I’m pretty sure that when trying something new, I look like the classic “deer in the headlights.” Here is where I’m going with this:
If it’s not familiar, I kind of start to panic. So a few years ago, when I started kicking around the idea of drinking a protein smoothie for breakfast, I felt as intimidated as if I was walking into a gym for the very first time. I kind of like familiarity; without it, the intimidation factor alone can send me packing.
In case you’re anything like me, I’ll give you some reassurance to get going with this – a little step-by-step support. Here it is: Protein Smoothie Making for Dummies. (And I mean that in the kindest way…)
Basic Ingredients
- 1 scoop protein powder
- 1 cup frozen fruit
- 1 sliced banana, frozen
- 8 oz. water
- Blender or Magic Bullet
Okay, this is complicated. Are your ready? Dump the first four ingredients in your blender, and turn it on. Pour it in a glass, and there you have it.
So the cat is out of the bag: there is really nothing to it. Of course, you’ll want to experiment with different ratios and types of fruit to discover what you really love. Periodically I will give you CHOW recipes to build up your arsenal. Here is the first recipe I recommend:
Berry Protein Smoothie
- 1 scoop vanilla protein powder*
- 1 cup frozen berries (strawberries, blueberries, raspberries, blackberries)
- 1 sliced banana, frozen
- 2 T. crushed pineapple, drained and frozen
- 8 oz. water**
- dash of coconut extract
- Blend and enjoy for breakfast, snacks, or dessert.

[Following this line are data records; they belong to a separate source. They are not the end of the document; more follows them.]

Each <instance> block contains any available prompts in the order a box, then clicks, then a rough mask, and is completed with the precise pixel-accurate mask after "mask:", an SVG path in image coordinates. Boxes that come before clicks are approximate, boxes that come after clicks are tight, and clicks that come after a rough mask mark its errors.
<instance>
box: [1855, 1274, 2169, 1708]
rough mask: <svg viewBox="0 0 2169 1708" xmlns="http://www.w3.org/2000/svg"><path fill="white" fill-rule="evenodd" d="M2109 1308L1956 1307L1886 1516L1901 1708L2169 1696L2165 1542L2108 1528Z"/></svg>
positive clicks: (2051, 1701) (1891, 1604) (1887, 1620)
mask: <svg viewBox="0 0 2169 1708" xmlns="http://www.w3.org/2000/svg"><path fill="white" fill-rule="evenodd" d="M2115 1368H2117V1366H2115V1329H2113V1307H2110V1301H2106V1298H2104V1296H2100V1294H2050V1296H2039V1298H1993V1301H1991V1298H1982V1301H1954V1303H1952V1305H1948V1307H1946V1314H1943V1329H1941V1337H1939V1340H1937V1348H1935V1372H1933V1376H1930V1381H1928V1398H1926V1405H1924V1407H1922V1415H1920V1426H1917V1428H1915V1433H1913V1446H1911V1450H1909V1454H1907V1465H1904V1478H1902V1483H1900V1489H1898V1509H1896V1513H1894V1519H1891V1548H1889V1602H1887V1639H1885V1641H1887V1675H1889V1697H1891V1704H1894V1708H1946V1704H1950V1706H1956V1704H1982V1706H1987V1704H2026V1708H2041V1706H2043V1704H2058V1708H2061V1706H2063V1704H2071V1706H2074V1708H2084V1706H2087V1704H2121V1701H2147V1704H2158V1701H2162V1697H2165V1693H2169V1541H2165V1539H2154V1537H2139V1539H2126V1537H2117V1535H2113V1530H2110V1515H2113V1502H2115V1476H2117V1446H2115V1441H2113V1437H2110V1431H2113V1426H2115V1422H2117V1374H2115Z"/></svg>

I recommend the Body Fortress Weigh Protein Powder (vanilla) – I love the flavor. When choosing a protein powder, you’ll want to look for the following nutritional guidelines: 20-30 g. carbs, 12-25 grams protein, 2-6 grams fat, 120-220 calories.
I use water instead of milk to reduce calories. The frozen banana provides the creamy texture you look for from milk.